Die Schauspielerin

DDR 1987/1988 Spielfilm

Das Spiel, das Leben heißt


Henryk Goldberg, Filmspiegel, Berlin/DDR, Nr. 24, 1988


Dies ist ein schwieriger Film, in zweierlei Betracht: Er macht es dem Publikum nicht ganz leicht, sich auf seine Eigentümlichkeit einzulassen und bereitet damit auch dem Rezensenten Schwierigkeiten: Wie verhalt" ich mich zu einem Film, den ich nach der ersten Vorführung mäßig fand, und nach der zweiten interessant?
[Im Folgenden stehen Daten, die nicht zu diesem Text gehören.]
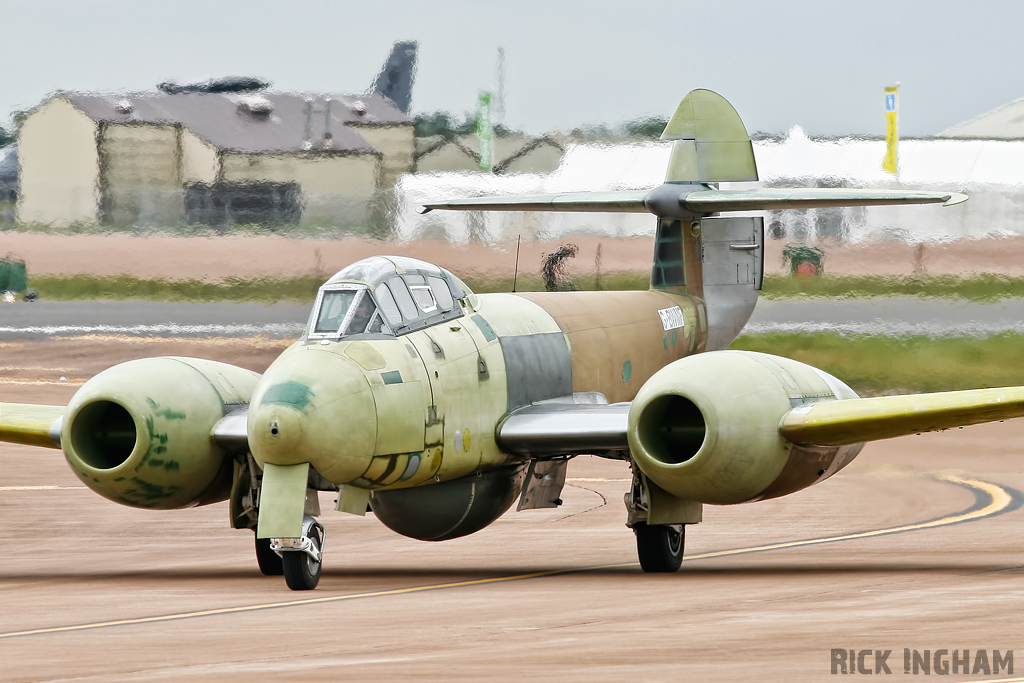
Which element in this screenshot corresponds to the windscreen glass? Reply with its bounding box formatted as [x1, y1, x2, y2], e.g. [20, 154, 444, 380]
[344, 291, 377, 335]
[313, 290, 358, 334]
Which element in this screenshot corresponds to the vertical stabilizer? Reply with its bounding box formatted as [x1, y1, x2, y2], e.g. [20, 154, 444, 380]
[662, 90, 758, 182]
[370, 40, 418, 114]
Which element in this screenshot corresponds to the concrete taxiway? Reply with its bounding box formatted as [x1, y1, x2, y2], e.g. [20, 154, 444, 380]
[0, 336, 1024, 681]
[0, 297, 1024, 339]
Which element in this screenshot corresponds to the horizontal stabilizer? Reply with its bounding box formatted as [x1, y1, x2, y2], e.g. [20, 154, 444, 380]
[0, 403, 65, 449]
[680, 187, 968, 214]
[779, 387, 1024, 450]
[422, 183, 968, 218]
[421, 189, 648, 213]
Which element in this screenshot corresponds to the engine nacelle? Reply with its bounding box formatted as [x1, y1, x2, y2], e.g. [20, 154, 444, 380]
[629, 351, 862, 505]
[370, 466, 523, 541]
[60, 357, 259, 510]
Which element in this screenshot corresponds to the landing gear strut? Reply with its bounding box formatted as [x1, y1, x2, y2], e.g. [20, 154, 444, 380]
[254, 529, 285, 577]
[633, 522, 686, 573]
[270, 515, 324, 591]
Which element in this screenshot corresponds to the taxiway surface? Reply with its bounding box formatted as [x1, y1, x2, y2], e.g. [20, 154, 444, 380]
[0, 297, 1024, 339]
[0, 336, 1024, 681]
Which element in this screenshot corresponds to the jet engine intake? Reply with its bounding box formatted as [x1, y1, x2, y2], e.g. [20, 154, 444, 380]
[60, 357, 259, 510]
[628, 351, 861, 505]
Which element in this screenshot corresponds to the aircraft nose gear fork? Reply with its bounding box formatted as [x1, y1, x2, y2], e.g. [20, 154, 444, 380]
[270, 515, 325, 591]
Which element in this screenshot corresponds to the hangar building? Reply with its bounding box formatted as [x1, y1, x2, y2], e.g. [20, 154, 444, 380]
[16, 92, 414, 225]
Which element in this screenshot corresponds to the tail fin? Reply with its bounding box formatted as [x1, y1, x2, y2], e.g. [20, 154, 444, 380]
[662, 90, 758, 182]
[370, 40, 419, 114]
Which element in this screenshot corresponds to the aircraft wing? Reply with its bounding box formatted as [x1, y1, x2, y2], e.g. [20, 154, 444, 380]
[779, 387, 1024, 445]
[0, 403, 65, 449]
[498, 387, 1024, 460]
[422, 183, 968, 216]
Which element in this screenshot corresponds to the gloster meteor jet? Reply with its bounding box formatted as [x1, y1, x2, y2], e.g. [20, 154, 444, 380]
[0, 90, 1024, 590]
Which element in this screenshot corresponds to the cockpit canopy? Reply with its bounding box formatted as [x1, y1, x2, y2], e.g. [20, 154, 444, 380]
[306, 256, 472, 339]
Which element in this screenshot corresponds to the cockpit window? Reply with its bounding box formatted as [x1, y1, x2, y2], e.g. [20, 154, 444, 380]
[313, 290, 358, 334]
[409, 285, 437, 313]
[427, 275, 455, 310]
[387, 278, 419, 322]
[310, 285, 391, 338]
[345, 290, 377, 335]
[307, 256, 477, 339]
[374, 283, 401, 327]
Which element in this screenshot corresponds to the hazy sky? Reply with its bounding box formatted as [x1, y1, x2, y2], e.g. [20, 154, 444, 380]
[8, 0, 1024, 135]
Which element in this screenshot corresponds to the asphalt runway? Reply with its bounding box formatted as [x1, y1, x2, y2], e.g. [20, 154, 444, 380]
[0, 337, 1024, 681]
[0, 297, 1024, 339]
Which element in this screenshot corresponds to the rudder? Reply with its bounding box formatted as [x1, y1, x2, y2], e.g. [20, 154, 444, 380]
[662, 90, 758, 182]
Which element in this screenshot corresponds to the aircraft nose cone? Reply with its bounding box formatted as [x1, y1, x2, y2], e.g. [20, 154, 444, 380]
[248, 348, 377, 483]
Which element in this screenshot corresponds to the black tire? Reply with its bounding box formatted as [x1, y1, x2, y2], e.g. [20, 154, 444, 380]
[256, 539, 285, 577]
[633, 522, 686, 573]
[282, 525, 324, 591]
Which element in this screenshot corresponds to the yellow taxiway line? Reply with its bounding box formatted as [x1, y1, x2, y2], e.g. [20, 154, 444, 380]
[0, 474, 1018, 643]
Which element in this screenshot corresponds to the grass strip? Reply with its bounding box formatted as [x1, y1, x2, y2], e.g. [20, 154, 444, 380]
[730, 333, 1024, 395]
[29, 272, 1024, 303]
[761, 272, 1024, 303]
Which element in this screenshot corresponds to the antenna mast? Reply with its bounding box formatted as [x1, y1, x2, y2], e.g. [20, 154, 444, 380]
[495, 47, 505, 124]
[512, 234, 522, 294]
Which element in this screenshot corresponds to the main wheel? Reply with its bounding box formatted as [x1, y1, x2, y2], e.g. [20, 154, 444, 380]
[633, 522, 686, 572]
[282, 524, 324, 591]
[256, 539, 285, 577]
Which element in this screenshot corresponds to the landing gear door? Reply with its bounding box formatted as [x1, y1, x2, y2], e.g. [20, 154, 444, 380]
[700, 216, 765, 290]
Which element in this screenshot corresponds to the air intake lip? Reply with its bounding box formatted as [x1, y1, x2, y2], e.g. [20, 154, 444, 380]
[71, 400, 138, 470]
[637, 394, 708, 465]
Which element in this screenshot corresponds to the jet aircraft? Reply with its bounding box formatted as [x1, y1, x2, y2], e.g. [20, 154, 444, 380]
[0, 90, 1024, 590]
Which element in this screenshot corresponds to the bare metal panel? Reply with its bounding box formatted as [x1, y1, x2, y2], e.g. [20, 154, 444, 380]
[497, 401, 630, 458]
[700, 216, 764, 351]
[213, 407, 249, 451]
[500, 332, 572, 410]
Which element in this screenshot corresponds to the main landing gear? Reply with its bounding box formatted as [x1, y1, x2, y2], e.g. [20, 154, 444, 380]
[254, 540, 285, 577]
[624, 466, 688, 573]
[633, 522, 686, 573]
[272, 515, 324, 591]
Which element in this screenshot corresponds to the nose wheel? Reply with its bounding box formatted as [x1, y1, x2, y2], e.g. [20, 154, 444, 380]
[633, 522, 686, 573]
[278, 516, 324, 591]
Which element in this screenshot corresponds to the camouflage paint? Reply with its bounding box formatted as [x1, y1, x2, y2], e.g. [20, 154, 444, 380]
[60, 357, 259, 509]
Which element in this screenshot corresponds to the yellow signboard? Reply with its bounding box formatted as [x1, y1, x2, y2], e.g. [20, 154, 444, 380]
[882, 84, 899, 175]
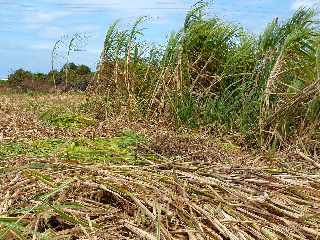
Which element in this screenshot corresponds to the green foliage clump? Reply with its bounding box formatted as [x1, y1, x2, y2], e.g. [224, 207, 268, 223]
[89, 1, 320, 149]
[0, 131, 145, 165]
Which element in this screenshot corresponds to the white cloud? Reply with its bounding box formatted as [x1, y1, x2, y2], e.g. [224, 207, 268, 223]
[292, 0, 320, 9]
[26, 11, 70, 24]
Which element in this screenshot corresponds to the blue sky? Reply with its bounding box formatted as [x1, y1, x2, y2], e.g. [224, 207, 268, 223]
[0, 0, 320, 78]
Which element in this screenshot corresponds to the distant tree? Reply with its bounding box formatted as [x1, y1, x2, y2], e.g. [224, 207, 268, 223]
[77, 65, 91, 76]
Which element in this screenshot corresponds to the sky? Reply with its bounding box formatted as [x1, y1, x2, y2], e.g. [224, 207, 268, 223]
[0, 0, 320, 79]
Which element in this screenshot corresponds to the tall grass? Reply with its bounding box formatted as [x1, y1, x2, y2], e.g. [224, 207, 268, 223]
[90, 1, 320, 150]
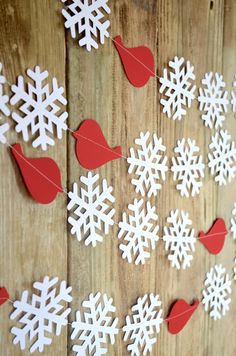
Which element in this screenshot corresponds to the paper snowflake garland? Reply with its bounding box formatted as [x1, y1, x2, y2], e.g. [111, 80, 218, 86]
[171, 138, 205, 197]
[230, 203, 236, 239]
[231, 76, 236, 113]
[10, 276, 72, 352]
[160, 57, 196, 120]
[163, 210, 196, 269]
[67, 172, 115, 247]
[11, 66, 68, 151]
[123, 293, 163, 356]
[202, 265, 231, 320]
[198, 72, 229, 129]
[62, 0, 111, 51]
[234, 258, 236, 281]
[118, 199, 159, 265]
[71, 293, 119, 356]
[208, 130, 236, 185]
[127, 132, 168, 198]
[0, 63, 10, 144]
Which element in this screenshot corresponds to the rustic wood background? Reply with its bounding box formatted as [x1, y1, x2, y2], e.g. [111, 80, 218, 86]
[0, 0, 236, 356]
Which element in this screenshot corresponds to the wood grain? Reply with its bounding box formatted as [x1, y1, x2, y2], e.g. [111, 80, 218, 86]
[0, 0, 236, 356]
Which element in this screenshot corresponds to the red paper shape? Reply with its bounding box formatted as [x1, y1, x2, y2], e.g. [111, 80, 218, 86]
[199, 218, 228, 255]
[0, 287, 9, 305]
[73, 120, 122, 170]
[113, 36, 155, 88]
[166, 299, 200, 334]
[11, 144, 63, 204]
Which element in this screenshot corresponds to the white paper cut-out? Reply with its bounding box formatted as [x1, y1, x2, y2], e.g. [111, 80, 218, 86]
[163, 210, 196, 269]
[118, 199, 159, 265]
[123, 293, 163, 356]
[208, 130, 236, 185]
[160, 57, 196, 120]
[62, 0, 111, 51]
[71, 293, 119, 356]
[67, 172, 115, 247]
[11, 66, 68, 151]
[233, 258, 236, 281]
[231, 76, 236, 113]
[230, 203, 236, 239]
[171, 138, 205, 197]
[127, 132, 168, 198]
[0, 63, 10, 144]
[10, 276, 72, 352]
[198, 72, 229, 129]
[202, 265, 231, 320]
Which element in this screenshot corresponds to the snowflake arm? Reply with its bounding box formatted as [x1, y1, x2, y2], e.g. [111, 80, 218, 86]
[123, 293, 163, 356]
[208, 130, 236, 185]
[127, 132, 168, 198]
[10, 276, 72, 352]
[231, 76, 236, 113]
[0, 63, 10, 144]
[71, 293, 119, 356]
[160, 57, 196, 120]
[62, 0, 111, 51]
[67, 172, 115, 247]
[11, 66, 68, 150]
[171, 138, 205, 197]
[202, 265, 231, 320]
[118, 199, 159, 265]
[198, 72, 229, 129]
[163, 210, 196, 269]
[230, 203, 236, 239]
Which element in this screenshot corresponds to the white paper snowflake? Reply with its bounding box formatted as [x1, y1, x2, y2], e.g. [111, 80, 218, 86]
[163, 210, 196, 269]
[202, 265, 231, 320]
[10, 276, 72, 352]
[171, 138, 205, 197]
[127, 132, 168, 198]
[11, 66, 68, 151]
[231, 76, 236, 113]
[160, 57, 196, 120]
[230, 203, 236, 239]
[208, 130, 236, 185]
[67, 172, 115, 246]
[62, 0, 111, 51]
[123, 293, 163, 356]
[71, 293, 119, 356]
[198, 72, 229, 129]
[0, 63, 10, 144]
[234, 258, 236, 281]
[118, 199, 159, 265]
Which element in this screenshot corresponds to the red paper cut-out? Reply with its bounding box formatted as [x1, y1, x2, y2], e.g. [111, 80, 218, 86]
[199, 218, 228, 255]
[166, 299, 200, 334]
[0, 287, 9, 305]
[11, 144, 63, 204]
[73, 120, 122, 170]
[113, 36, 155, 88]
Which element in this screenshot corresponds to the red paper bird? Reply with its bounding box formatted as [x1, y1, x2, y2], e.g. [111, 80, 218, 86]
[166, 299, 200, 334]
[199, 218, 228, 255]
[113, 36, 155, 88]
[11, 144, 63, 204]
[73, 120, 122, 170]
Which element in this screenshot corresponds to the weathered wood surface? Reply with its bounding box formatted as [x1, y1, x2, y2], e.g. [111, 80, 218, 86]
[0, 0, 236, 356]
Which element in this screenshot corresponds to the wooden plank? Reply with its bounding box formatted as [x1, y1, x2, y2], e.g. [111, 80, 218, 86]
[0, 0, 67, 356]
[0, 0, 236, 356]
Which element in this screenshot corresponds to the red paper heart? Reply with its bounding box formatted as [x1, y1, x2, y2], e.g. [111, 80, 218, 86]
[0, 287, 9, 305]
[11, 144, 63, 204]
[199, 218, 228, 255]
[166, 299, 200, 334]
[73, 120, 122, 170]
[113, 36, 155, 88]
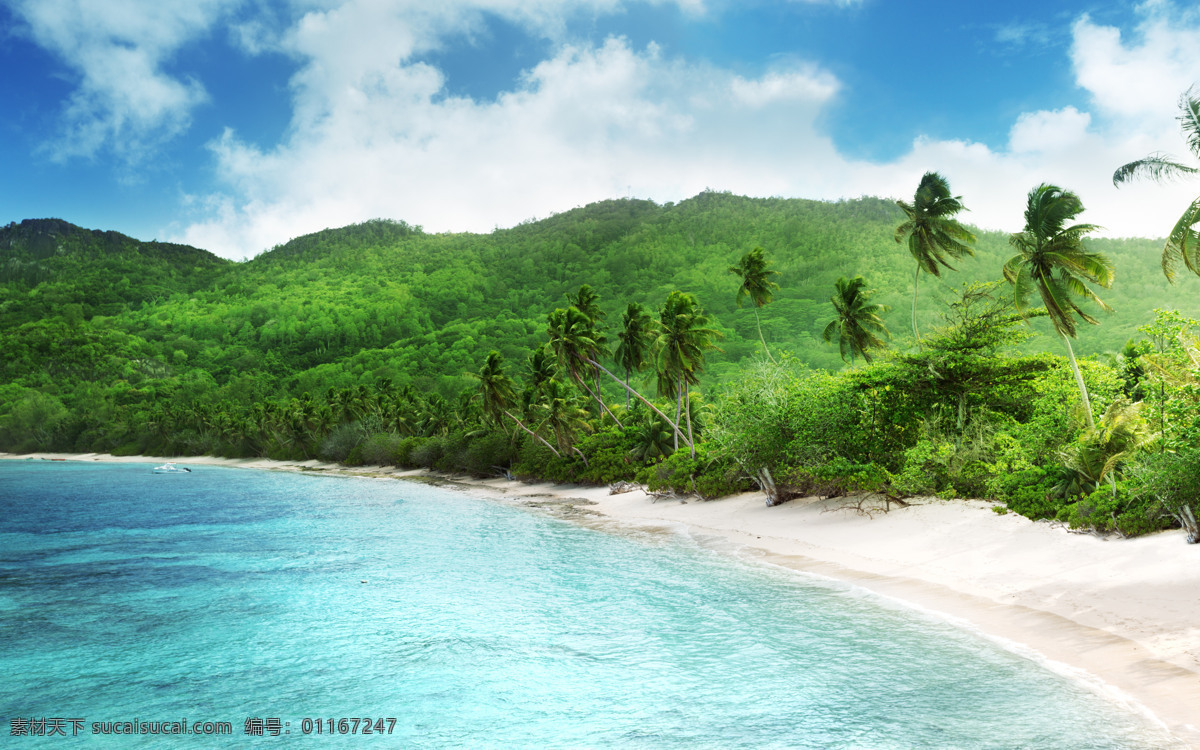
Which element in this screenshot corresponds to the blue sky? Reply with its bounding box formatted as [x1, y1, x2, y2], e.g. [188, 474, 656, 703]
[0, 0, 1200, 258]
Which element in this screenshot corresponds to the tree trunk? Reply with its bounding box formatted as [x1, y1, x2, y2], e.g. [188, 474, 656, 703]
[504, 412, 563, 458]
[912, 263, 922, 349]
[1058, 331, 1096, 430]
[588, 360, 688, 446]
[674, 374, 683, 450]
[683, 380, 696, 458]
[954, 391, 967, 450]
[758, 467, 779, 508]
[754, 307, 779, 365]
[577, 369, 625, 430]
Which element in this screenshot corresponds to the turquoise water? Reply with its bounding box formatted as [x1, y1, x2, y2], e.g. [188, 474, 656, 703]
[0, 461, 1166, 750]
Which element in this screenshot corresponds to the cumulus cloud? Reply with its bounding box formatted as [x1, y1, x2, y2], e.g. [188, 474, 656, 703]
[12, 0, 238, 162]
[14, 0, 1200, 257]
[180, 38, 836, 256]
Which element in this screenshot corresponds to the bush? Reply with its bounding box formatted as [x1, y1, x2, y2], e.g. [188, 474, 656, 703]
[408, 438, 445, 469]
[317, 422, 362, 463]
[580, 426, 642, 485]
[359, 432, 401, 466]
[1056, 481, 1174, 536]
[988, 467, 1062, 521]
[775, 457, 893, 497]
[638, 445, 754, 499]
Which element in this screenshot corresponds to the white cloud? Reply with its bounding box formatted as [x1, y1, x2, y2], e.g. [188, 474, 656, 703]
[13, 0, 238, 162]
[1008, 107, 1092, 154]
[179, 33, 836, 257]
[147, 0, 1200, 257]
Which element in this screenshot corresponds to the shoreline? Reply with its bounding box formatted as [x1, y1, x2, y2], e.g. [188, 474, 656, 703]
[9, 454, 1200, 749]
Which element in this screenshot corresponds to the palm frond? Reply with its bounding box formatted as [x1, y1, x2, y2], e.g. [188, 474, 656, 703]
[1163, 198, 1200, 281]
[1177, 86, 1200, 158]
[1112, 154, 1200, 186]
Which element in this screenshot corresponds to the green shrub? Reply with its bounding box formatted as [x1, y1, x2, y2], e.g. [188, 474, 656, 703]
[638, 444, 754, 499]
[408, 437, 445, 469]
[775, 457, 894, 497]
[317, 422, 362, 463]
[1056, 481, 1174, 536]
[358, 432, 401, 466]
[988, 467, 1062, 521]
[580, 426, 642, 485]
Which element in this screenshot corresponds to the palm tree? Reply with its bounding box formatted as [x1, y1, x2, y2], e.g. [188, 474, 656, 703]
[566, 284, 609, 405]
[895, 172, 976, 346]
[546, 306, 623, 426]
[730, 247, 779, 362]
[1112, 86, 1200, 281]
[530, 380, 590, 466]
[654, 292, 721, 458]
[1061, 398, 1154, 494]
[821, 276, 890, 362]
[613, 302, 654, 412]
[566, 284, 605, 325]
[1004, 184, 1112, 428]
[473, 349, 516, 432]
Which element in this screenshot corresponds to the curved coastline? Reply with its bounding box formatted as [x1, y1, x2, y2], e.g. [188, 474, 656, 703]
[9, 454, 1200, 749]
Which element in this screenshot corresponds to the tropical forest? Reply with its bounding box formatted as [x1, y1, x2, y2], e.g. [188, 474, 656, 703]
[7, 97, 1200, 541]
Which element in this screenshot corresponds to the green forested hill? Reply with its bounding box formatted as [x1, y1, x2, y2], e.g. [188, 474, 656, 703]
[0, 192, 1200, 446]
[0, 218, 233, 328]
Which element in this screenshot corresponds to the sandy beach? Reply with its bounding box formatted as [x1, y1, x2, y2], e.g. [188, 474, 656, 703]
[9, 454, 1200, 748]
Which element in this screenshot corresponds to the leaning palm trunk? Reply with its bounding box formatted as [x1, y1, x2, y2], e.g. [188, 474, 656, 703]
[1058, 331, 1096, 430]
[504, 412, 563, 458]
[676, 373, 683, 450]
[683, 380, 696, 458]
[912, 263, 920, 349]
[576, 369, 625, 430]
[588, 359, 690, 448]
[754, 307, 779, 365]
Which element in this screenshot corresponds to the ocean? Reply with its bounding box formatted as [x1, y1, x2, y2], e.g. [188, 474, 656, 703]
[0, 461, 1169, 750]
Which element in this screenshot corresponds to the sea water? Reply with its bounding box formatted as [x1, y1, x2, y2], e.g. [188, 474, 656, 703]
[0, 461, 1170, 750]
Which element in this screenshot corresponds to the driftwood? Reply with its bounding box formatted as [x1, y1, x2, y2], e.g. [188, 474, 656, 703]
[757, 467, 786, 508]
[647, 490, 688, 504]
[821, 492, 912, 518]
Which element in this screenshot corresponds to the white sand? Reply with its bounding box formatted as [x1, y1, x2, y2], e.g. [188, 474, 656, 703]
[9, 454, 1200, 749]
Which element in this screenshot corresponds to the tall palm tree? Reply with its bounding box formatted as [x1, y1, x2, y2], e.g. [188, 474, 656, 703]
[654, 292, 721, 458]
[473, 349, 516, 432]
[533, 380, 590, 466]
[613, 302, 654, 410]
[546, 305, 622, 426]
[1112, 86, 1200, 281]
[895, 172, 976, 346]
[566, 284, 606, 325]
[821, 276, 890, 362]
[1004, 184, 1112, 428]
[730, 247, 779, 362]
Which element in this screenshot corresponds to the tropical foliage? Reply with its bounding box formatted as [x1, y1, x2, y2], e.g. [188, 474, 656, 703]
[7, 174, 1200, 534]
[1112, 88, 1200, 278]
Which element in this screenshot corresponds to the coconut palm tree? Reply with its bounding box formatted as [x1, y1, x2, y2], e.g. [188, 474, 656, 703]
[546, 305, 623, 426]
[1112, 86, 1200, 281]
[530, 380, 590, 466]
[472, 349, 516, 432]
[1060, 398, 1156, 496]
[566, 284, 606, 326]
[654, 292, 721, 458]
[1004, 184, 1112, 428]
[730, 247, 779, 362]
[821, 276, 890, 362]
[613, 302, 654, 410]
[895, 172, 976, 346]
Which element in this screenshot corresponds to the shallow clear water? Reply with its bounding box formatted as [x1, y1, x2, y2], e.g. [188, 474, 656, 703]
[0, 461, 1166, 750]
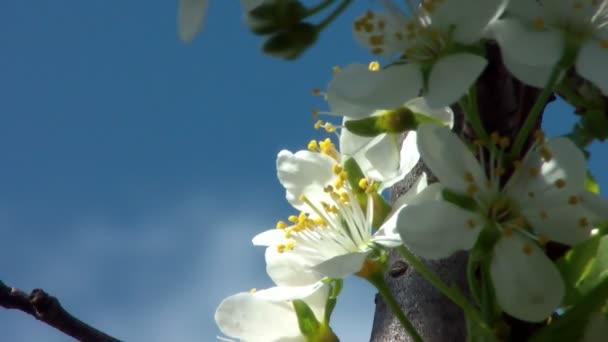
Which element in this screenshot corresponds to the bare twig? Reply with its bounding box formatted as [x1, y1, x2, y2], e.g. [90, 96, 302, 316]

Mir bleibt wohl nichts als dem guten Beispiel einer geschätzten Kollegin vom Radio folgend, mich zu korrigieren.

Siegfried und Regine Kühn (Szenarium) erzählen nach Hedda Zinner die Geschichte der Schauspielerin Maria Rheine. Jung, blond, schön, fast zu deutsch, um wahr zu sein, talentiert noch obendrein, liebt sie den jüdischen Kollegen Mark Löwenthal. Zwischen ihnen steht kein Mann und keine Frau, sie trennt die zum Gesetz erhobene Barbarei (…)

Siegfried und Regine Kühn verzichten konsequent auf die große Liebesgeschichte, die die Brust weit macht und die Augen feucht. Im Gegenteil, sie erzählen kühl, fast im understatement. Das, die ausgefallene Liebe, will als Zuschauer erst verwunden sein und ich hoffe, der Film wird diese Hürde nehmen.

Der Punkt, von dem her die Geschichte sich ereignet, ist die Psychologie des Berufes: Die Schauspielerin. Die erste Szene ist Theater und die letzte auch. Spielend, Kleists Alkmene, erwirbt Maria sich den Mann, spielend, die Jüdin Manja Löwenthal, wird sie ihn sich erhalten.

Marias Tun wird durch Liebe sichtbar kaum getragen, die Liebe wird in der Geschichte mehr geistig gesetzt als wirklich erzählt, auch politisches Denken kommt bewußt kaum vor.

Siegfried Kühn inszeniert das sehr intensiv (mit diesem Film übrigens wohl an "Dein unbekannter Bruder" von Ulrich Weiß anknüpfend), spannungsvoll, "untergründig", unterstützt durch eine sehr gediegene Ausstattung (Hans Poppe/Katrine Cremer), die Kamera von Peter Ziesche ist sehr dicht an der Szene.

Corinna Harfouch führt die Figur von der naiven Unbeschwertheit zur tief empfindenden Frau, sparsam Zeichen setzend, karg nur Kunde gebend von ihrer Innenwelt. Zu sparsam vielleicht, gar zu karg mitunter? Ich denke immer noch: Ein wenig kräftiger hätte sie die Liebe schon behaupten können, nicht nur den Kampf darum. Dazu allerdings hätte es auch eines Partners bedurft. Mark ist Objekt nur ihres Sehnens, Lebens, im Text schon, in der Inszenierung auch. Während Michael Gwisdek sehr überzeugt mit dem wehmütig-schmerzlich im Sturm verwehenden Charme, der mühsam seine Maske wahrt, vermag André Hennicke die Intensität der Inszenierung, ihre Höhe nicht zu halten; So bleibt die Harfouch fast allein. Und: Vielleicht hätte die den Film tragende Prämisse – das Spiel – sich etwas stärker exponieren lassen, eine Art deutlicher Verabredung mit dem Zuschauer.

Am Ende spielt Maria Johanna, und dadurch wird sie wirklich Manja: "Ich will wagen und wagen bis in den Tod". Jetzt ist sie, was sie spielt, jetzt hat ihr Gesicht nach all den Masken. Das Spiel, das Leben heißt.